Microbial biotransformations in the human distal gut

Abstract

The human distal gut is home to a rich and dense microbial community with representatives of all three domains of life which are intricately connected with our physiology and health. The combined genomes of these microbes, collectively called the human microbiome, vastly expand the metabolic capacities of our own genome, allowing us to break down and extract energy from dietary compounds that human enzymes cannot digest. In addition, the variable composition of these communities and their biotransformations might explain inter-individual differences in toxicities, tolerances and efficacies for certain drugs. Recent advances in sequencing technologies and bioinformatics have provided exciting new insights into the genomes of our microbial symbionts, their functional capacities and the interactions between these microbes and their human host. This review summarizes the metabolic conversions of dietary components and pharmaceuticals that take place in the human distal gut, as well as their implications for human health. LINKED ARTICLES: This article is part of a themed section on When Pharmacology Meets the Microbiome: New Targets for Therapeutics? To view the other articles in this section visit http://onlinelibrary.wiley.com/doi/10.1111/bph.v175.24/issuetoc.

Figure 1

Main microbial fermentation pathways in the human gut. Boxes show the bacterial and archaeal genera involved in the digestion of macromolecules and the generation of SCFAs and other small molecules.

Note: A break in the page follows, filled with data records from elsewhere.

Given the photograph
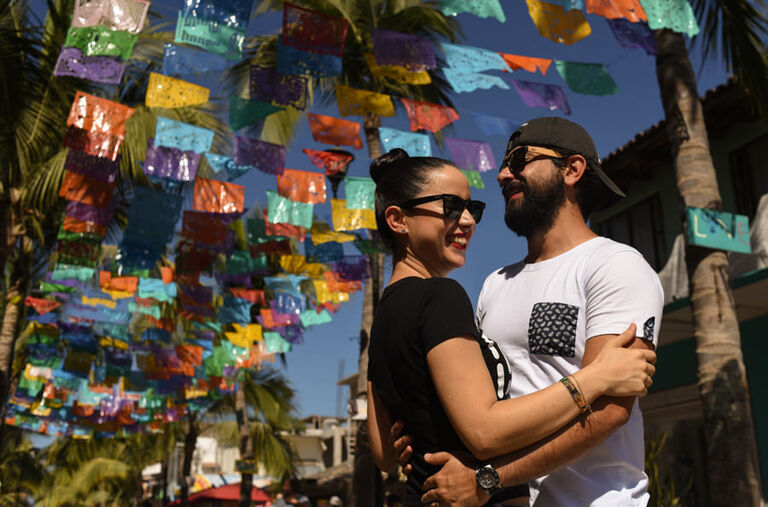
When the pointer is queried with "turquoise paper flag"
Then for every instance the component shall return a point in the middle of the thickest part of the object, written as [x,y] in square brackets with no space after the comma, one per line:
[472,59]
[417,145]
[587,78]
[676,15]
[180,135]
[281,210]
[470,81]
[360,192]
[312,318]
[275,343]
[480,8]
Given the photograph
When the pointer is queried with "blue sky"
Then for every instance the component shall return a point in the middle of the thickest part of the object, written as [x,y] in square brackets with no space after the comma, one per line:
[612,121]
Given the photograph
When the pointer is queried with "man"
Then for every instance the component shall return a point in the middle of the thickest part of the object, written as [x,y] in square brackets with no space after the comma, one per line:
[552,313]
[290,497]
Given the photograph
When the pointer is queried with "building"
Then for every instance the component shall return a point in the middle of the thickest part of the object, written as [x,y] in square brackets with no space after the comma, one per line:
[650,219]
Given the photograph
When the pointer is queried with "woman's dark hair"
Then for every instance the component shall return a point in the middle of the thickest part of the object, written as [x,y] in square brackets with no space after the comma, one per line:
[399,178]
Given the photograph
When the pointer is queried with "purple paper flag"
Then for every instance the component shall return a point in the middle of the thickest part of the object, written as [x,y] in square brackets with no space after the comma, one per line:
[542,95]
[352,268]
[166,162]
[102,69]
[471,155]
[88,213]
[266,157]
[267,85]
[394,48]
[633,35]
[94,167]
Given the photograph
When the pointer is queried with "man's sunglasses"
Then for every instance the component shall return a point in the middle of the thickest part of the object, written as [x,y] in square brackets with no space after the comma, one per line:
[453,205]
[517,159]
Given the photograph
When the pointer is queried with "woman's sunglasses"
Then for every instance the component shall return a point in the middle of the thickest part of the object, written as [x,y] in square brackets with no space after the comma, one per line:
[517,159]
[453,205]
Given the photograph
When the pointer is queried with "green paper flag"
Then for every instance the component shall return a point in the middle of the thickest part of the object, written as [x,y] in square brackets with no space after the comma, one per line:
[281,211]
[243,112]
[275,343]
[474,178]
[360,192]
[101,41]
[676,15]
[587,78]
[312,318]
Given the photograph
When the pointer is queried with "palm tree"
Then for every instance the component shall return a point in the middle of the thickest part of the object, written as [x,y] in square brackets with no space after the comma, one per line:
[35,105]
[264,408]
[405,16]
[737,30]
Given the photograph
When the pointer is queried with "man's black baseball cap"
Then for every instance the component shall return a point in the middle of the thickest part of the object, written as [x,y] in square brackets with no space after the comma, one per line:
[564,136]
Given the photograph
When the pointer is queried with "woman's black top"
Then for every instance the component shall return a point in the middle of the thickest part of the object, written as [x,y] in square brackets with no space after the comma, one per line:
[413,316]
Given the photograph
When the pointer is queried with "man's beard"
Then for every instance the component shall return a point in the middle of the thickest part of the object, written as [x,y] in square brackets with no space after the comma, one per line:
[539,208]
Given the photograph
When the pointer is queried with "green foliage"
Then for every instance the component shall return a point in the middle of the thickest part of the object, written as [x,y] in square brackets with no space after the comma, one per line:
[663,490]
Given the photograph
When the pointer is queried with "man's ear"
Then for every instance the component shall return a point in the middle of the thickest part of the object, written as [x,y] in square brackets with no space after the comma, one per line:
[395,218]
[574,170]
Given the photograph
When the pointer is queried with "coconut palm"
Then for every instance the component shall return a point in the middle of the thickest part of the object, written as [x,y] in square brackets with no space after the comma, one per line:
[35,105]
[263,404]
[405,16]
[735,31]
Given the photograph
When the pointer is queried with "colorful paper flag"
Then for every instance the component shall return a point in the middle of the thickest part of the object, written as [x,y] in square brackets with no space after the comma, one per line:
[428,116]
[553,22]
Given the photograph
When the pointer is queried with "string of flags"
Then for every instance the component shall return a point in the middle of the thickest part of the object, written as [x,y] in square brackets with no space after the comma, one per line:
[129,336]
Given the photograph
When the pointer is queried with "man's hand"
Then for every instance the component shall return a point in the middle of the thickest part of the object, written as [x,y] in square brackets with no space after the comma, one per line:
[455,483]
[401,444]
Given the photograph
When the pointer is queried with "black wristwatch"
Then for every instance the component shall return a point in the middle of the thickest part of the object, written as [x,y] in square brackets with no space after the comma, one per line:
[487,479]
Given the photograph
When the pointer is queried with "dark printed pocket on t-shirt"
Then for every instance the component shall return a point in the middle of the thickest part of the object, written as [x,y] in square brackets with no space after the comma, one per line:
[552,329]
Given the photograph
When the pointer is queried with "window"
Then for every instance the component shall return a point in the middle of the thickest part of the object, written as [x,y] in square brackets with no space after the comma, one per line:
[749,169]
[642,227]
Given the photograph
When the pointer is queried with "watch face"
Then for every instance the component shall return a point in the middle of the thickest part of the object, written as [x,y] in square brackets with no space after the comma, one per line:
[487,478]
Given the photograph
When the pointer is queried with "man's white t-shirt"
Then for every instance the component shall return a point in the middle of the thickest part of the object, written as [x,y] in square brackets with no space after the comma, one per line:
[542,315]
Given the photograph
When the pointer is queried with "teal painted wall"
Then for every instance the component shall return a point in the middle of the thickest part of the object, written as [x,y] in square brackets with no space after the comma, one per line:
[676,367]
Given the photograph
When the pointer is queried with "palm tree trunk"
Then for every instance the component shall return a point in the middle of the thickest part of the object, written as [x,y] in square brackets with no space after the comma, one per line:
[190,441]
[732,462]
[246,446]
[366,479]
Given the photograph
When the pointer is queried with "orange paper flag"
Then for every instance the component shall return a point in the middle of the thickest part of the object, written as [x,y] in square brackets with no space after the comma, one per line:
[425,115]
[517,62]
[98,115]
[613,9]
[218,196]
[553,22]
[330,130]
[302,186]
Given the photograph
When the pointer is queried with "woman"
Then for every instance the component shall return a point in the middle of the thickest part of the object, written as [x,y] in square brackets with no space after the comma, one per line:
[428,364]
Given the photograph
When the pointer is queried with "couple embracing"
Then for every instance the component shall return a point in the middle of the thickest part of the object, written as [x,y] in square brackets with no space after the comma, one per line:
[534,398]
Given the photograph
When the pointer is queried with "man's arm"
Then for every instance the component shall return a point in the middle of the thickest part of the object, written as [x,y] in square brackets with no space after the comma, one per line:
[455,482]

The main species within those genera performing these reactions within the human gut are shown in Table 1. This graph is a simplified scheme; not all conversions and cross‐feedings could be shown here. For example, acetate and lactate can be used by some gut bacteria as a precursor to produce butyrate. Compiled from data provided by Louis and Flint (2016); Magnúsdóttir et al. (2017); Desai et al. (2016); Koh et al. (2016); Ríos‐Covián et al. (2016); Ze et al. (2015); Blekhman et al. (2015); Reichardt et al. (2014); LeBlanc et al. (2013); Flint et al. (2012); Nakamura et al. (2010); Belenguer et al. (2006).

Figure 2

SCFAs effects on the gut and beyond. SCFAs are produced as the result of microbial fermentation in the distal gut (Figure 1) and absorbed by colonocytes through active and passive transport over the apical membrane. SCFAs are partly consumed by colonocytes as an energy source, while the remaining molecules are actively transported over the basolateral membrane and enter the blood circulation. From there, SCFA can affect processes in several peripheral organs by changing DNA transcription through the inhibition of histone deacetylation, binding to and activating GPCRs, or as metabolites in mitochondrial β‐oxidation. Effects of SCFAs, in particular butyrate, on the brain have been hypothesized, either directly by passing the blood–brain barrier or indirectly by effects on the peripheral nervous system. Graphic based on den Besten et al. (2013), Koh et al. (2016) and Stilling et al. (2016).